Come parte dei suoi sforzi per comprendere la natura delle emozioni, Charles Darwin occasionalmente ha invitato gli ospiti a cena a descrivere e commentare una serie di immagini raffiguranti un uomo il cui volto mostrava una gamma di espressioni. Sebbene non sofisticato per gli standard scientifici -Darwin ha chiesto a 23 ospiti di background simili, non è sempre facile riconoscere le emozioni dalle immagini statiche e le espressioni facciali sono state artificialmente ottenute con elettrodi di galvanizzazione applicati a specifici muscoli- il sondaggio era innovativo e illustra le difficoltà di collegare le emozioni alle parole. Nel 2011, i ricercatori dell'Università di Cambridge in Inghilterra hanno riprodotto l'esperimento di Darwin online. Mostrarono alle persone le stesse foto usate da Darwin e chiesero loro di descrivere ciò che vedevano. Come nel caso di Darwin, le risposte hanno mostrato una diversità sbalorditiva, ma le dimensioni di Internet hanno permesso la raccolta di dati da 18 mila intervistati di tutto il mondo. Mentre alcune delle immagini (ad esempio quelle per sorpresa, terrore e dolore) hanno innescato risposte unificate, altre che descrivono espressioni forse meno ovvie hanno generato descrizioni discordanti con una grande varietà di parole e definizioni.

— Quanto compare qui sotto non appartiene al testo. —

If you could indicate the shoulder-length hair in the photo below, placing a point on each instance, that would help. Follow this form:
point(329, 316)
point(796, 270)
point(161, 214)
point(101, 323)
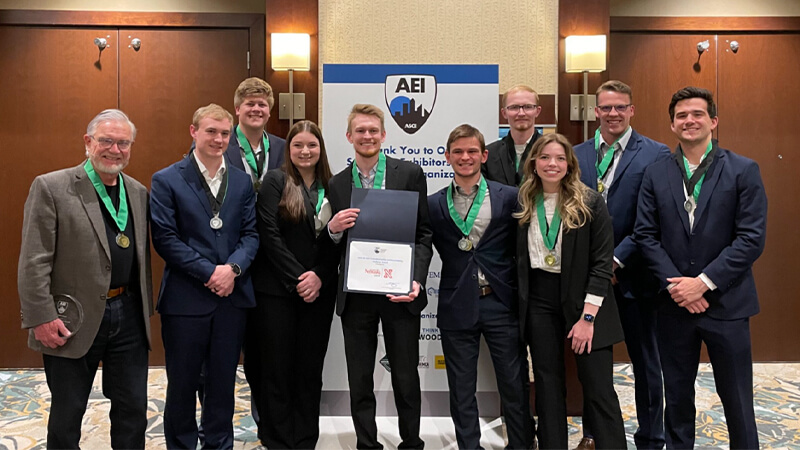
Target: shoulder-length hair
point(571, 194)
point(292, 204)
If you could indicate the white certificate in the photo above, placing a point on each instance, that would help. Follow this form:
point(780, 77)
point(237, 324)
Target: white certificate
point(379, 267)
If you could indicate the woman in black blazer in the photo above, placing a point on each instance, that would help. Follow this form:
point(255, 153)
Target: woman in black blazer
point(564, 259)
point(295, 297)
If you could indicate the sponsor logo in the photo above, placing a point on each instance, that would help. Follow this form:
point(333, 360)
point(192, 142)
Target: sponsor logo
point(410, 99)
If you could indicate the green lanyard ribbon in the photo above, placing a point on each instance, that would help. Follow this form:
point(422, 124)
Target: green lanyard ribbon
point(248, 150)
point(380, 171)
point(549, 231)
point(465, 225)
point(121, 216)
point(602, 166)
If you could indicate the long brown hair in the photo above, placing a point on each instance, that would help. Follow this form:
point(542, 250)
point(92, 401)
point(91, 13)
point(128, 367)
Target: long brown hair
point(292, 204)
point(572, 193)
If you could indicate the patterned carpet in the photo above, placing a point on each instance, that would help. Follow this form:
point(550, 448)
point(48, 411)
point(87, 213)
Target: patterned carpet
point(25, 400)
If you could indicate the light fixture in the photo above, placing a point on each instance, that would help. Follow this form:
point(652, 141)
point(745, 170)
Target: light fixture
point(584, 54)
point(291, 51)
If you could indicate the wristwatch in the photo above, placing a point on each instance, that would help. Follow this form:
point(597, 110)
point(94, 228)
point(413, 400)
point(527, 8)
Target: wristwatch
point(236, 269)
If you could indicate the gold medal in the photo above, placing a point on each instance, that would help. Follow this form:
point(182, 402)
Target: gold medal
point(122, 240)
point(550, 260)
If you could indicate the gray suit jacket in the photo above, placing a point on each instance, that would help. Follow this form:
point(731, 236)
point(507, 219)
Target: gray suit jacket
point(65, 251)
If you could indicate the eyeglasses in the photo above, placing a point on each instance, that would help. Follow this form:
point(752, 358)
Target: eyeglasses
point(605, 109)
point(106, 143)
point(526, 108)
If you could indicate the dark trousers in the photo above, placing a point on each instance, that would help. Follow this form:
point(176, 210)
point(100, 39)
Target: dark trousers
point(638, 318)
point(545, 332)
point(500, 328)
point(210, 343)
point(360, 321)
point(121, 344)
point(293, 338)
point(728, 342)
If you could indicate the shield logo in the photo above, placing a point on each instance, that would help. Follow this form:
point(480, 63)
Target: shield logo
point(410, 99)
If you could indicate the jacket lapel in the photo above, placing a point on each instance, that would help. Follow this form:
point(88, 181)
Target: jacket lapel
point(85, 188)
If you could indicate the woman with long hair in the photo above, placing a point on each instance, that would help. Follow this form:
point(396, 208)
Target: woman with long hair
point(564, 256)
point(295, 296)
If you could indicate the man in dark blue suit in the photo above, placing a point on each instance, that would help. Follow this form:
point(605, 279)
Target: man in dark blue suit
point(204, 227)
point(701, 225)
point(613, 163)
point(475, 234)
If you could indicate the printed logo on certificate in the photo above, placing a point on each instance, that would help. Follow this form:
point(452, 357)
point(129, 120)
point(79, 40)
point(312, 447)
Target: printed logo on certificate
point(379, 267)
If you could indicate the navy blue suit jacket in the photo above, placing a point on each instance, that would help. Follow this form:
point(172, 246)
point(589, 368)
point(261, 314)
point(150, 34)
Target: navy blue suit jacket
point(635, 281)
point(276, 149)
point(191, 249)
point(494, 256)
point(728, 234)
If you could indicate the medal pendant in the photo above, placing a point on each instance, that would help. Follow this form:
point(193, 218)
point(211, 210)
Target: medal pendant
point(215, 222)
point(122, 240)
point(550, 260)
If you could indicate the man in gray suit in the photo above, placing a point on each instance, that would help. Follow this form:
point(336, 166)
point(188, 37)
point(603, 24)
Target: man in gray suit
point(84, 235)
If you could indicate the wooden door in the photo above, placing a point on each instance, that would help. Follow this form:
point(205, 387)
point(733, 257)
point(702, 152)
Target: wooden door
point(55, 80)
point(160, 86)
point(655, 66)
point(758, 103)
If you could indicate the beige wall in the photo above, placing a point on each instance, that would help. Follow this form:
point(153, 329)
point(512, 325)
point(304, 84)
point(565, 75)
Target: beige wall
point(199, 6)
point(709, 8)
point(521, 37)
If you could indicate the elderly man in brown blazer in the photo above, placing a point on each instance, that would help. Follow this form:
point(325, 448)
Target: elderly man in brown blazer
point(85, 247)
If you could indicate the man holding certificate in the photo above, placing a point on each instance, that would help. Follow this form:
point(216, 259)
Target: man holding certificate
point(362, 309)
point(475, 235)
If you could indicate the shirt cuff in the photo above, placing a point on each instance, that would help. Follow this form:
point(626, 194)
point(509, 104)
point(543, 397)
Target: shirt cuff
point(704, 278)
point(595, 300)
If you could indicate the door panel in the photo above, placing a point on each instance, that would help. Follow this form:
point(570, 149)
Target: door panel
point(762, 125)
point(55, 80)
point(655, 66)
point(161, 85)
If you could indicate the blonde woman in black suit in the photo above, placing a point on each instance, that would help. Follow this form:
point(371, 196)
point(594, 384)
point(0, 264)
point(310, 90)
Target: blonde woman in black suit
point(295, 297)
point(564, 260)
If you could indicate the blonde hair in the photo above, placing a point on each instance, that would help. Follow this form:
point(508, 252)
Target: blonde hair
point(572, 192)
point(367, 110)
point(213, 111)
point(253, 87)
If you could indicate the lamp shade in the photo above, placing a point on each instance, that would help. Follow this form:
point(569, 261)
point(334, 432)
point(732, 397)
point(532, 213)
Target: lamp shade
point(586, 53)
point(291, 51)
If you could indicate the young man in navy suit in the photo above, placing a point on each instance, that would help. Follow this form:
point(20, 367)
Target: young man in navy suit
point(475, 235)
point(701, 225)
point(204, 227)
point(613, 163)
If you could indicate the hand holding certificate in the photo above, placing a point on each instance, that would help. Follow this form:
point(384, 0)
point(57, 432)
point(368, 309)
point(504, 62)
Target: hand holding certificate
point(380, 247)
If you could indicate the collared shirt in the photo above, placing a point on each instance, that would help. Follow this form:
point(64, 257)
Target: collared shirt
point(608, 180)
point(463, 201)
point(213, 182)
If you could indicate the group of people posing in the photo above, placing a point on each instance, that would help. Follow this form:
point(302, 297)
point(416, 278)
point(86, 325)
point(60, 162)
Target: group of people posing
point(542, 245)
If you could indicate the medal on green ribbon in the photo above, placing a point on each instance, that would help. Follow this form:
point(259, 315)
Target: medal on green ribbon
point(549, 231)
point(466, 224)
point(380, 171)
point(120, 217)
point(249, 155)
point(602, 166)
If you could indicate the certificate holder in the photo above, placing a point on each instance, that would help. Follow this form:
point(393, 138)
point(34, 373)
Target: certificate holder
point(381, 246)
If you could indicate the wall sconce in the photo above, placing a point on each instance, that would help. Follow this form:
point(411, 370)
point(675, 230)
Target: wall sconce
point(291, 51)
point(585, 54)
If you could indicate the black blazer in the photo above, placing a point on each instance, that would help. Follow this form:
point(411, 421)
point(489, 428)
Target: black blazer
point(587, 255)
point(494, 255)
point(400, 175)
point(289, 248)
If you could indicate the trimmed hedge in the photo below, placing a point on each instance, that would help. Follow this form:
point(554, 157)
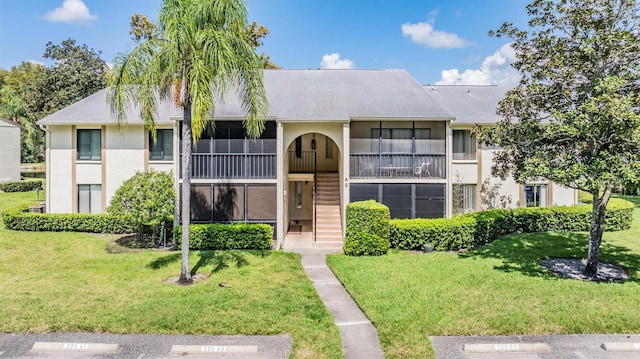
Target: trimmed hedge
point(20, 186)
point(218, 236)
point(20, 220)
point(476, 229)
point(367, 229)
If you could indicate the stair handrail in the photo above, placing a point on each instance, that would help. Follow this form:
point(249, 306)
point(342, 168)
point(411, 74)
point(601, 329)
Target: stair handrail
point(315, 184)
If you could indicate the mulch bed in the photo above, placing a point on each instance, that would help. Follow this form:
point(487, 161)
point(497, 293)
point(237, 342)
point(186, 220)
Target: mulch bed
point(573, 268)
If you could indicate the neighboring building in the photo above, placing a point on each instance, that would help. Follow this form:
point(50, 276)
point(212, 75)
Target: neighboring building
point(9, 151)
point(331, 137)
point(471, 163)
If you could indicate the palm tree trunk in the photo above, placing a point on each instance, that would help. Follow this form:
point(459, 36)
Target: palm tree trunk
point(185, 203)
point(596, 231)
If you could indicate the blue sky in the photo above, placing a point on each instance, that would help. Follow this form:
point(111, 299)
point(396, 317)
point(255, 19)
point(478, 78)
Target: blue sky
point(442, 41)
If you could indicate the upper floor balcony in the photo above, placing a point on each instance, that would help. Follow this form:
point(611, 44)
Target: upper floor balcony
point(398, 158)
point(250, 159)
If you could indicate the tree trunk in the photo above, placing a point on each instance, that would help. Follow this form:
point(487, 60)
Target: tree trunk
point(596, 231)
point(185, 203)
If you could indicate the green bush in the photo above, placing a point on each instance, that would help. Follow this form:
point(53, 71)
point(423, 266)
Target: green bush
point(20, 220)
point(476, 229)
point(147, 197)
point(222, 236)
point(441, 233)
point(584, 197)
point(20, 186)
point(367, 229)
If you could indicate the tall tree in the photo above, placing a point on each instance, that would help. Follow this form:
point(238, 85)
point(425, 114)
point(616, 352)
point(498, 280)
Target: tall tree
point(201, 54)
point(20, 88)
point(143, 29)
point(78, 72)
point(574, 117)
point(13, 108)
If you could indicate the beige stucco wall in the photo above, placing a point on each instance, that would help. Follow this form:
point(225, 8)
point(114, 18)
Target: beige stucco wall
point(59, 170)
point(9, 152)
point(559, 195)
point(123, 153)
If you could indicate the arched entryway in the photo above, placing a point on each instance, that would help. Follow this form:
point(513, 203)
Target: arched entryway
point(313, 192)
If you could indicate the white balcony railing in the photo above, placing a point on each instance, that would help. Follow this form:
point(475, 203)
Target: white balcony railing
point(407, 165)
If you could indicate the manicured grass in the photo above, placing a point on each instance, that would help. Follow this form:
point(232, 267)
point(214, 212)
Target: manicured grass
point(498, 289)
point(68, 282)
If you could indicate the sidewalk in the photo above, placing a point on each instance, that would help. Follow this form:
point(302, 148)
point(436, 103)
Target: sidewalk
point(359, 336)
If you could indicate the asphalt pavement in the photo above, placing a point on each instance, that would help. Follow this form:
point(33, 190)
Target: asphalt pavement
point(572, 346)
point(140, 346)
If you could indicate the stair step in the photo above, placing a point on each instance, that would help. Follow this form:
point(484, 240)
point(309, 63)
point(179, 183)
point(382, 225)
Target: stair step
point(329, 245)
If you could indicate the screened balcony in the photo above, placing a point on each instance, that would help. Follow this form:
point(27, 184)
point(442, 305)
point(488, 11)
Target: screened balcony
point(226, 153)
point(403, 151)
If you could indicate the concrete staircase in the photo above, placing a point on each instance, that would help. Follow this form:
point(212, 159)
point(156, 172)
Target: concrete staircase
point(328, 216)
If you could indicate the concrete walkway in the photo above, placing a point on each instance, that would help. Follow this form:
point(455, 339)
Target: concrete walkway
point(359, 336)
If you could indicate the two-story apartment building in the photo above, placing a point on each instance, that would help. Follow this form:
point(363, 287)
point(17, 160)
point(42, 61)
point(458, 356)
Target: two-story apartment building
point(331, 137)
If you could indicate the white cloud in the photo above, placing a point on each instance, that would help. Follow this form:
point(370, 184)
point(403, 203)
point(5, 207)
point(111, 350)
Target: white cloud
point(333, 61)
point(36, 62)
point(423, 33)
point(495, 70)
point(71, 11)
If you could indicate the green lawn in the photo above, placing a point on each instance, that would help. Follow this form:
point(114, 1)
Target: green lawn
point(68, 282)
point(498, 289)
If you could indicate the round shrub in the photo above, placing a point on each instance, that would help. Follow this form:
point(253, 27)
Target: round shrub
point(367, 229)
point(148, 197)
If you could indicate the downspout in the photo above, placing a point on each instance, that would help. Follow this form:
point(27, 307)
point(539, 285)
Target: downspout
point(47, 166)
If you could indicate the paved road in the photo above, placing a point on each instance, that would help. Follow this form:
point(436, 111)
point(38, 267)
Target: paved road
point(137, 346)
point(577, 346)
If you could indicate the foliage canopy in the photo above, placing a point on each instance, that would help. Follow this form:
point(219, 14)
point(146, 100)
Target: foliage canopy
point(574, 117)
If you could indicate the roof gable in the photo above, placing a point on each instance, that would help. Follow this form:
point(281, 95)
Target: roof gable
point(304, 95)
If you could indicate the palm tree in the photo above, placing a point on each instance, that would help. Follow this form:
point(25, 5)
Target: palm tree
point(201, 54)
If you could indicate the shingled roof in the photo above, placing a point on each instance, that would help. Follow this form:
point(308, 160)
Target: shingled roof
point(469, 104)
point(304, 95)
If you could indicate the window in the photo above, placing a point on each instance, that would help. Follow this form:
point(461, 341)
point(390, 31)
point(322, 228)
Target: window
point(464, 198)
point(89, 198)
point(464, 145)
point(298, 194)
point(228, 203)
point(404, 200)
point(89, 145)
point(162, 149)
point(263, 201)
point(535, 195)
point(328, 147)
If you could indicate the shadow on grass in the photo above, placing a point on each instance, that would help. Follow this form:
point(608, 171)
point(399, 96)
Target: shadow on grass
point(522, 252)
point(218, 259)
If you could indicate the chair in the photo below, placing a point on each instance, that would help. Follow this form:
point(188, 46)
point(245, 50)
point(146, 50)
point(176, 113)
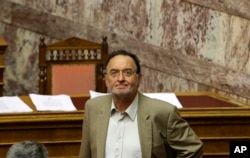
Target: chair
point(72, 66)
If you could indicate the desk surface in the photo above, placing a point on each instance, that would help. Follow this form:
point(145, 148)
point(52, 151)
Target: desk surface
point(216, 120)
point(200, 104)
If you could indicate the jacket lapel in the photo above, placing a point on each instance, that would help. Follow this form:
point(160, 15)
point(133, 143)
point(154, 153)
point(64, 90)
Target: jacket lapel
point(102, 126)
point(144, 127)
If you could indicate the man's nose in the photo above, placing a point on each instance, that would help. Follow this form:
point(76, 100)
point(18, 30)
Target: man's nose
point(121, 76)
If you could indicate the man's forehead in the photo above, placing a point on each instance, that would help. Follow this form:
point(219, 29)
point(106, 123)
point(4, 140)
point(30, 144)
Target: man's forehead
point(121, 59)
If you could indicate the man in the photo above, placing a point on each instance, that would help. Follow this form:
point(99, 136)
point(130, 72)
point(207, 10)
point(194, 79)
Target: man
point(127, 124)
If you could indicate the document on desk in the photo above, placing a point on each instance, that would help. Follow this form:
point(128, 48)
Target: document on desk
point(13, 104)
point(60, 102)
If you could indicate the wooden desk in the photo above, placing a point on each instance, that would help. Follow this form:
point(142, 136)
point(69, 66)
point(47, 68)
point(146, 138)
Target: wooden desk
point(216, 120)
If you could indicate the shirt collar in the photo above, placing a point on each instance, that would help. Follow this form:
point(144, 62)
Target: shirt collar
point(131, 111)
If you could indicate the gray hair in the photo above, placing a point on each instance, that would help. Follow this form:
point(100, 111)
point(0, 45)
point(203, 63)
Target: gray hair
point(27, 149)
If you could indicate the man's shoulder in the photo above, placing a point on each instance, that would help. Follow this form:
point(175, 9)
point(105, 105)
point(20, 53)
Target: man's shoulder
point(156, 103)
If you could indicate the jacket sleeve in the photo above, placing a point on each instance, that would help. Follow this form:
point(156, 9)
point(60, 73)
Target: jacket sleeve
point(85, 151)
point(182, 138)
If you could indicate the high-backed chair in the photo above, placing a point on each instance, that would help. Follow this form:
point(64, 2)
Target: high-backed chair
point(72, 66)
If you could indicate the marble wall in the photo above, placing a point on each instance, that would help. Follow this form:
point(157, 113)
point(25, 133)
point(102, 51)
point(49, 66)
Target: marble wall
point(184, 45)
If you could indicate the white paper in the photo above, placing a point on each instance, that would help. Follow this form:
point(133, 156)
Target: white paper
point(12, 104)
point(52, 102)
point(167, 97)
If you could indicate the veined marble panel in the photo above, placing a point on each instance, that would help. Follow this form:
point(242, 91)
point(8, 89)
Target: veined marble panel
point(190, 47)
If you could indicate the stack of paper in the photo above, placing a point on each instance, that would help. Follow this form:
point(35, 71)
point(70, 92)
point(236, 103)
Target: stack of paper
point(52, 102)
point(12, 104)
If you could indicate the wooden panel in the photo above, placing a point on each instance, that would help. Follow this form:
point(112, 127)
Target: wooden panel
point(3, 46)
point(216, 125)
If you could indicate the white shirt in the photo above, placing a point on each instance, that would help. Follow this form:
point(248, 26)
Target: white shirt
point(123, 138)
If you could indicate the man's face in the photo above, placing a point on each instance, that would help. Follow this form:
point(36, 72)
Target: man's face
point(121, 78)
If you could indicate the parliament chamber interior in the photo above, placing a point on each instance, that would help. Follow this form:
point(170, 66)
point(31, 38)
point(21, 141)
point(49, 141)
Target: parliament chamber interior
point(216, 119)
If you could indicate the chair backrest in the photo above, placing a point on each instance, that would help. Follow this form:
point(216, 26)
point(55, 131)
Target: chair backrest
point(72, 66)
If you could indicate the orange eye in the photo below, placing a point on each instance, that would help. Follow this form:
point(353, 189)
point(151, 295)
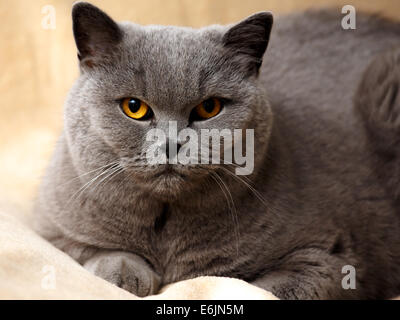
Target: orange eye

La lingua ha significato molto per Wittgenstein. Non ha negato il potere dell'introspezione, tuttavia ha creduto che il modo in cui descriviamo i nostri sentimenti dipende dalla lingua a nostra disposizione. Senza una serie di termini condivisi per descrivere e apprezzare i sentimenti, sarebbe difficile capire cosa intendiamo con loro o discernere i sentimenti degli altri. Oggi, quando usiamo il termine depresso, molti di noi sono d'accordo su un gruppo di sintomi emotivi comprendenti tristezza, sconforto, anedonia, insonnia e affaticamento, disperazione, ecc. Circa un secolo fa una persona con gli stessi sintomi sarebbe stata probabilmente definita malinconica e nuova nomi (e diagnosi) potrebbero emergere in futuro. In effetti, una delle spiegazioni fornite dagli autori dello studio di estrazione del libro per il declino generale dell'uso di parole emotive è che le parole usate per descrivere l'umore sono cambiate, piuttosto che diminuite. Oggi milioni di utenti invadono Facebook, Twitter e Instagram con ondate di stati espressivi, le cui fluttuazioni possono essere monitorate per tracciare una mappa emotiva in tutto il mondo, ora per ora (vedi ad esempio siti web come wefeel.csiro.au ) e potrebbe rivelare una grande quantità di come il linguaggio si evolve per descrivere come le persone si sentono.

Diverse culture e contesti generano emozioni e sentimenti che vanno e vengono nel tempo, così come parole ed etichette per descriverle.